The Fed can't single-handedly save this situation (the Fed Put). If they cut rates to ease Treasury market stress, they risk further dollar weakness and inflation. If they hold firm, the Treasury's borrowing costs explode just as $9.2 trillion needs refinancing this year.
And remember - America doesn't control the long end of its own yield curve. The market does. The 30-year yield crossing 4.9% is the market saying, "We don't believe you'll pay this back without inflating the currency." Investors are concerned about the impact of tariffs on the US economy. Higher tariffs could lead to higher inflation (as imported goods become more expensive) while simultaneously slowing economic growth - the dreaded stagflation scenario. When inflation risks rise, bond yields typically go up as investors demand higher returns to offset the erosion of their purchasing power.
The sell-off in US Treasuries reflects growing concerns about America's fiscal position and, crucially, about the long-term role of the US dollar as the world's reserve currency.

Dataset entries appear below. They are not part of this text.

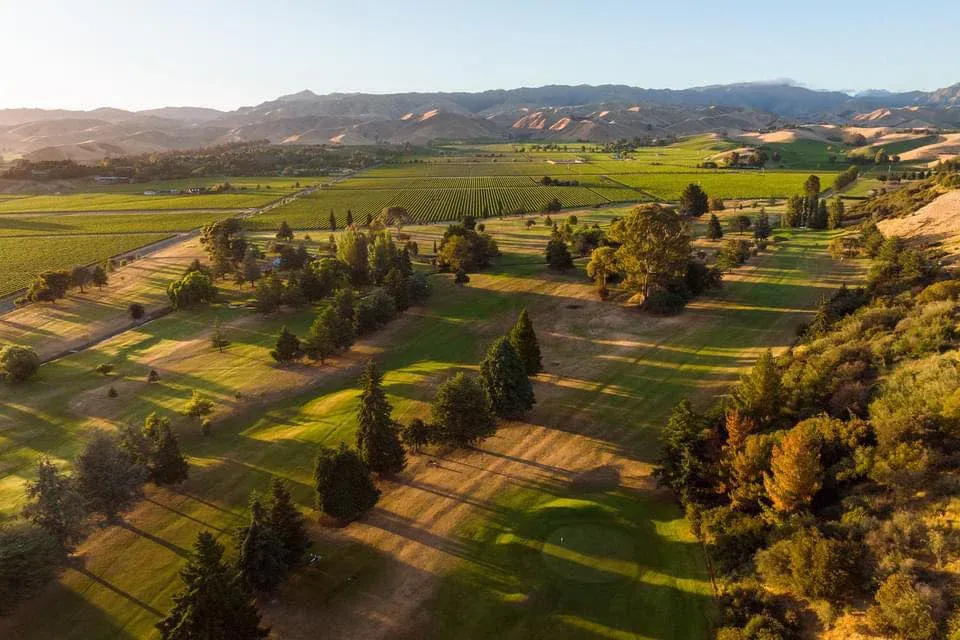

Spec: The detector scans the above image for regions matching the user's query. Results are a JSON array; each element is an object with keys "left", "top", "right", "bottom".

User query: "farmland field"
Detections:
[
  {"left": 0, "top": 190, "right": 284, "bottom": 213},
  {"left": 0, "top": 206, "right": 860, "bottom": 639},
  {"left": 0, "top": 233, "right": 172, "bottom": 295}
]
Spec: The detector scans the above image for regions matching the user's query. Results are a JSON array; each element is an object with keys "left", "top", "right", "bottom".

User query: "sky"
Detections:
[{"left": 2, "top": 0, "right": 958, "bottom": 112}]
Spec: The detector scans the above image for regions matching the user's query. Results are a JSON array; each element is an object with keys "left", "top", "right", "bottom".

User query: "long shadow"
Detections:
[
  {"left": 116, "top": 519, "right": 190, "bottom": 558},
  {"left": 73, "top": 564, "right": 165, "bottom": 618}
]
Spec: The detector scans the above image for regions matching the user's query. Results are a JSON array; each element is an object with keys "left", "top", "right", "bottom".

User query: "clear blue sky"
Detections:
[{"left": 2, "top": 0, "right": 957, "bottom": 111}]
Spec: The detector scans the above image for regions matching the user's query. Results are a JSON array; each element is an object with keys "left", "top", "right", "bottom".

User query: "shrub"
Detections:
[
  {"left": 643, "top": 290, "right": 687, "bottom": 315},
  {"left": 128, "top": 302, "right": 146, "bottom": 320},
  {"left": 167, "top": 271, "right": 216, "bottom": 310},
  {"left": 756, "top": 528, "right": 856, "bottom": 599},
  {"left": 95, "top": 363, "right": 114, "bottom": 376},
  {"left": 867, "top": 573, "right": 942, "bottom": 640}
]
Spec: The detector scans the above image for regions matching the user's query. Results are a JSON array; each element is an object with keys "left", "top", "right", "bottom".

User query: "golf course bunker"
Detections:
[{"left": 537, "top": 499, "right": 638, "bottom": 584}]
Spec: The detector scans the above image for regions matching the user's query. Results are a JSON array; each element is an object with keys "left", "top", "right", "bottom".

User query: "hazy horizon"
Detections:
[{"left": 3, "top": 0, "right": 958, "bottom": 112}]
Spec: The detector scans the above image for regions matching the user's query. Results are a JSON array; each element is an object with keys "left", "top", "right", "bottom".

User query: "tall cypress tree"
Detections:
[
  {"left": 157, "top": 532, "right": 269, "bottom": 640},
  {"left": 509, "top": 308, "right": 542, "bottom": 375},
  {"left": 236, "top": 498, "right": 286, "bottom": 594},
  {"left": 479, "top": 337, "right": 535, "bottom": 418},
  {"left": 706, "top": 214, "right": 724, "bottom": 241},
  {"left": 346, "top": 209, "right": 354, "bottom": 226},
  {"left": 356, "top": 360, "right": 407, "bottom": 475},
  {"left": 329, "top": 210, "right": 337, "bottom": 231},
  {"left": 734, "top": 349, "right": 782, "bottom": 427},
  {"left": 267, "top": 479, "right": 310, "bottom": 567}
]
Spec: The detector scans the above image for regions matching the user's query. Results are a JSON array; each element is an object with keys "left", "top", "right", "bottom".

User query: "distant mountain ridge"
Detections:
[{"left": 1, "top": 81, "right": 958, "bottom": 162}]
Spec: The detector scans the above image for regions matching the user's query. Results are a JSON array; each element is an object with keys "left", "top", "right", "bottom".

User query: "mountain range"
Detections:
[{"left": 2, "top": 81, "right": 959, "bottom": 163}]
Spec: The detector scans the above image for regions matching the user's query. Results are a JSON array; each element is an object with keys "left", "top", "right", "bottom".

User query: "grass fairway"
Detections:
[{"left": 0, "top": 210, "right": 861, "bottom": 639}]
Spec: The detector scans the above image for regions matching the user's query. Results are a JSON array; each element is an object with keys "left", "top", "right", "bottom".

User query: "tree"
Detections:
[
  {"left": 609, "top": 204, "right": 691, "bottom": 301},
  {"left": 22, "top": 456, "right": 86, "bottom": 551},
  {"left": 679, "top": 183, "right": 709, "bottom": 217},
  {"left": 754, "top": 208, "right": 772, "bottom": 240},
  {"left": 454, "top": 269, "right": 470, "bottom": 285},
  {"left": 90, "top": 265, "right": 108, "bottom": 290},
  {"left": 25, "top": 270, "right": 71, "bottom": 303},
  {"left": 329, "top": 210, "right": 337, "bottom": 231},
  {"left": 241, "top": 246, "right": 261, "bottom": 284},
  {"left": 266, "top": 479, "right": 310, "bottom": 567},
  {"left": 157, "top": 531, "right": 269, "bottom": 640},
  {"left": 803, "top": 174, "right": 821, "bottom": 200},
  {"left": 706, "top": 214, "right": 724, "bottom": 241},
  {"left": 586, "top": 245, "right": 618, "bottom": 296},
  {"left": 129, "top": 302, "right": 146, "bottom": 320},
  {"left": 314, "top": 444, "right": 380, "bottom": 521},
  {"left": 782, "top": 195, "right": 803, "bottom": 228},
  {"left": 253, "top": 272, "right": 284, "bottom": 314},
  {"left": 734, "top": 350, "right": 781, "bottom": 426},
  {"left": 148, "top": 417, "right": 189, "bottom": 485},
  {"left": 355, "top": 360, "right": 406, "bottom": 475},
  {"left": 271, "top": 326, "right": 303, "bottom": 364},
  {"left": 368, "top": 231, "right": 398, "bottom": 284},
  {"left": 431, "top": 372, "right": 497, "bottom": 446},
  {"left": 810, "top": 198, "right": 828, "bottom": 229},
  {"left": 439, "top": 235, "right": 471, "bottom": 273},
  {"left": 167, "top": 271, "right": 216, "bottom": 309},
  {"left": 0, "top": 345, "right": 40, "bottom": 383},
  {"left": 184, "top": 390, "right": 215, "bottom": 420},
  {"left": 480, "top": 337, "right": 535, "bottom": 418},
  {"left": 763, "top": 424, "right": 823, "bottom": 513},
  {"left": 710, "top": 197, "right": 725, "bottom": 212},
  {"left": 545, "top": 238, "right": 574, "bottom": 271},
  {"left": 346, "top": 209, "right": 354, "bottom": 226},
  {"left": 731, "top": 215, "right": 751, "bottom": 235},
  {"left": 211, "top": 317, "right": 228, "bottom": 352},
  {"left": 401, "top": 419, "right": 432, "bottom": 453},
  {"left": 867, "top": 573, "right": 939, "bottom": 640},
  {"left": 382, "top": 268, "right": 410, "bottom": 312},
  {"left": 337, "top": 230, "right": 369, "bottom": 286},
  {"left": 302, "top": 306, "right": 338, "bottom": 364},
  {"left": 827, "top": 198, "right": 844, "bottom": 230},
  {"left": 329, "top": 288, "right": 357, "bottom": 349},
  {"left": 654, "top": 400, "right": 709, "bottom": 503},
  {"left": 74, "top": 431, "right": 147, "bottom": 520},
  {"left": 0, "top": 522, "right": 61, "bottom": 616},
  {"left": 236, "top": 498, "right": 286, "bottom": 594},
  {"left": 276, "top": 221, "right": 294, "bottom": 241},
  {"left": 756, "top": 528, "right": 854, "bottom": 599},
  {"left": 509, "top": 308, "right": 542, "bottom": 375}
]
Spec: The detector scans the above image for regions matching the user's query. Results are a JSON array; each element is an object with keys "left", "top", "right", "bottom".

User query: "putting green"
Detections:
[{"left": 542, "top": 523, "right": 637, "bottom": 584}]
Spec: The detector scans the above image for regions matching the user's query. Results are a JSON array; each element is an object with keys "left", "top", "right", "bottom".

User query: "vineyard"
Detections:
[
  {"left": 0, "top": 188, "right": 297, "bottom": 214},
  {"left": 0, "top": 233, "right": 173, "bottom": 296},
  {"left": 0, "top": 211, "right": 236, "bottom": 238}
]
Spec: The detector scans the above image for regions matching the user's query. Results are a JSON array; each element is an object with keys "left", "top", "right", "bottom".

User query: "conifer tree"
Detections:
[
  {"left": 270, "top": 326, "right": 303, "bottom": 364},
  {"left": 22, "top": 456, "right": 86, "bottom": 551},
  {"left": 430, "top": 372, "right": 497, "bottom": 446},
  {"left": 276, "top": 221, "right": 294, "bottom": 241},
  {"left": 314, "top": 444, "right": 380, "bottom": 521},
  {"left": 706, "top": 213, "right": 724, "bottom": 240},
  {"left": 355, "top": 360, "right": 406, "bottom": 475},
  {"left": 545, "top": 238, "right": 574, "bottom": 271},
  {"left": 654, "top": 400, "right": 709, "bottom": 503},
  {"left": 827, "top": 198, "right": 844, "bottom": 230},
  {"left": 679, "top": 183, "right": 709, "bottom": 217},
  {"left": 764, "top": 424, "right": 823, "bottom": 513},
  {"left": 479, "top": 337, "right": 535, "bottom": 418},
  {"left": 266, "top": 479, "right": 310, "bottom": 567},
  {"left": 149, "top": 419, "right": 189, "bottom": 485},
  {"left": 734, "top": 349, "right": 782, "bottom": 427},
  {"left": 346, "top": 209, "right": 354, "bottom": 226},
  {"left": 754, "top": 207, "right": 772, "bottom": 240},
  {"left": 383, "top": 268, "right": 410, "bottom": 312},
  {"left": 91, "top": 264, "right": 108, "bottom": 290},
  {"left": 236, "top": 498, "right": 286, "bottom": 594},
  {"left": 509, "top": 308, "right": 542, "bottom": 375},
  {"left": 329, "top": 210, "right": 337, "bottom": 231},
  {"left": 157, "top": 531, "right": 269, "bottom": 640}
]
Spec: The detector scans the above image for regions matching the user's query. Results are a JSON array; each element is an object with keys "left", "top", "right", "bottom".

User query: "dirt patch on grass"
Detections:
[{"left": 877, "top": 190, "right": 960, "bottom": 261}]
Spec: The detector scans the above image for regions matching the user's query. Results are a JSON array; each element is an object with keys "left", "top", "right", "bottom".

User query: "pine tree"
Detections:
[
  {"left": 346, "top": 209, "right": 354, "bottom": 226},
  {"left": 679, "top": 183, "right": 709, "bottom": 217},
  {"left": 706, "top": 214, "right": 723, "bottom": 240},
  {"left": 382, "top": 268, "right": 410, "bottom": 312},
  {"left": 329, "top": 210, "right": 337, "bottom": 231},
  {"left": 270, "top": 326, "right": 303, "bottom": 364},
  {"left": 157, "top": 531, "right": 269, "bottom": 640},
  {"left": 22, "top": 456, "right": 86, "bottom": 551},
  {"left": 75, "top": 431, "right": 147, "bottom": 520},
  {"left": 236, "top": 498, "right": 286, "bottom": 594},
  {"left": 330, "top": 288, "right": 357, "bottom": 349},
  {"left": 355, "top": 360, "right": 407, "bottom": 475},
  {"left": 365, "top": 212, "right": 373, "bottom": 227},
  {"left": 150, "top": 420, "right": 189, "bottom": 485},
  {"left": 754, "top": 208, "right": 772, "bottom": 240},
  {"left": 734, "top": 349, "right": 782, "bottom": 427},
  {"left": 764, "top": 424, "right": 823, "bottom": 513},
  {"left": 242, "top": 246, "right": 261, "bottom": 284},
  {"left": 509, "top": 308, "right": 542, "bottom": 375},
  {"left": 314, "top": 444, "right": 380, "bottom": 521},
  {"left": 827, "top": 198, "right": 844, "bottom": 230},
  {"left": 654, "top": 400, "right": 709, "bottom": 503},
  {"left": 266, "top": 479, "right": 310, "bottom": 567},
  {"left": 479, "top": 337, "right": 535, "bottom": 418},
  {"left": 430, "top": 372, "right": 497, "bottom": 446}
]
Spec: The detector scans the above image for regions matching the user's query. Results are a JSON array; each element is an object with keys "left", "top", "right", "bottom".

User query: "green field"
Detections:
[
  {"left": 0, "top": 190, "right": 283, "bottom": 214},
  {"left": 0, "top": 233, "right": 173, "bottom": 296},
  {"left": 0, "top": 207, "right": 859, "bottom": 638}
]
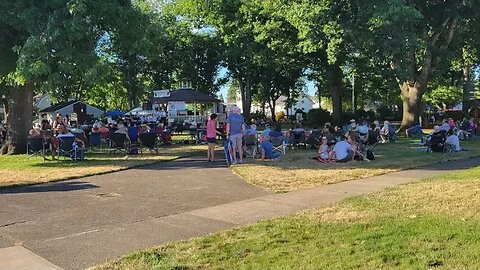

If Trump's policies accelerate the move away from dollar hegemony, the consequences could be profound.
To put this into perspective: The US government now spends 16% of federal outlays just servicing existing debt - more than the entire defense budget. That percentage rises with every basis point increase in yields. For investors, this regime change means rethinking the entire concept of "risk-free" in your portfolio. US Treasury volatility is now higher than many equity indices - which turns modern portfolio theory on its head.
India's Position in This Trade War
Where does India stand in all this? First, let's look at the current state of Indian exports to the US:
Surprise, surprise! India's top exports to the US is actually electronics, contrary to the popular notion that it's pharmaceuticals and jewelry.
There is probably no need for India to retaliate - at some level, we are irrelevant in the overall scheme of things, and when Americans start to feel the pinch of these tariffs the impact will be large enough for Trump to reconsider and accept just about anything in exchange for a step down. It's a game of poker, and America no longer holds many of the "trump" cards.
What's The End Game Here?
- The world order is changing, but it's been changing for a while. Trump is just making it official.
- A no-tariff world would still be very inconvenient for America, so that isn't even an end-goal. At best, deals will be made to show off that America can still dominate in trade talks.
- The official shift away from easy exports to the US means a massive shift to other centers of consumption. There are very few: Europe, China, and India are the biggest.
- China will remain protectionist, and Europe has both trade and non-trade barriers. So India will also have to keep tariff hats on to prevent its industries from being overwhelmed with cheap imports.
- The biggest change will be an increased focus, by every nation, on more domestic manufacturing for their own consumption, especially in defense and critical areas.
The tectonic plates of global trade are shifting in real-time. As Deepak noted in his previous analysis, the key isn’t predicting the endpoint—it’s building portfolios resilient to multiple futures. The numbers show India emerging as a strategic hedge, not through government action but via organic market realignment. In this environment, flexibility trumps conviction.